So, do we have to devise a proper copy function for every list that we have? What if we have a List that has multiple levels of nested Lists?

marksheet = [
    ["P", [68, 69]]
    ["M", [76, 79]]
]

Fortunately for us, Python has a library for that. It’s called copy. To copy marksheet above, here’s all we need to do:

import copy
copied_marksheet = copy.deepcopy(marksheet)
copied_marksheet[0][0] = "PP"

print(marksheet) # Outputs [["P", [68, 69]], ["M", [76,79]]]
print(copied_marksheet) # Outputs [["PP", [68, 69]], ["M", [76,79]]]

This creates a completely new copy of marksheet onto copied_marksheet for our use.

Not exclusive to Lists

Note that these types of behaviours do not apply exclusively to Lists — other Collections in Python behave this way too:

a = { 'Peter': 67, 'Mary': 56 }
b = a
b['Peter'] = 88

print(a) # Outputs {'Peter': 88, 'Mary': 56}
print(b) # Outputs {'Peter': 88, 'Mary': 56}

As well as objects in Python:

class Orange:
    seeds = 0
    size = 0
    def __init__(self, seeds, size):
        self.seeds = seeds
        self.size = size

    def __str__(self):
        return "Orange { seeds: " + str(self.seeds) + ", size: " + str(self.size) + "}"

a = Orange(10, 5)
b = a
b.seeds = 22

print(a) # Outputs Orange { seeds: 22, size: 5 }
print(b) # Outputs Orange { seeds: 22, size: 5 }

For both Collections and objects, you can use copy.deepcopy() to ensure that nested objects and collections get copied too when you are making a duplicate.

Conclusion

Pass by reference behaviour in objects and Collections are not exclusive to Python.
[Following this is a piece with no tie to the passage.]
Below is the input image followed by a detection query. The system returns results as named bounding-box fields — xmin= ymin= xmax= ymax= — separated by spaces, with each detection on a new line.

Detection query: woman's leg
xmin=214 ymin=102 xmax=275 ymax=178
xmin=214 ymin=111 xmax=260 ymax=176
In many other languages (Javascript immediately comes to mind), objects and Collections behave in the same manner too, and similar functions or methods of deep copying objects and Collections exist.

Whenever you are working with Collections or objects, and find that changing the property of one changes another, the first question that should come to your mind is whether you have copied or duplicated these objects correctly.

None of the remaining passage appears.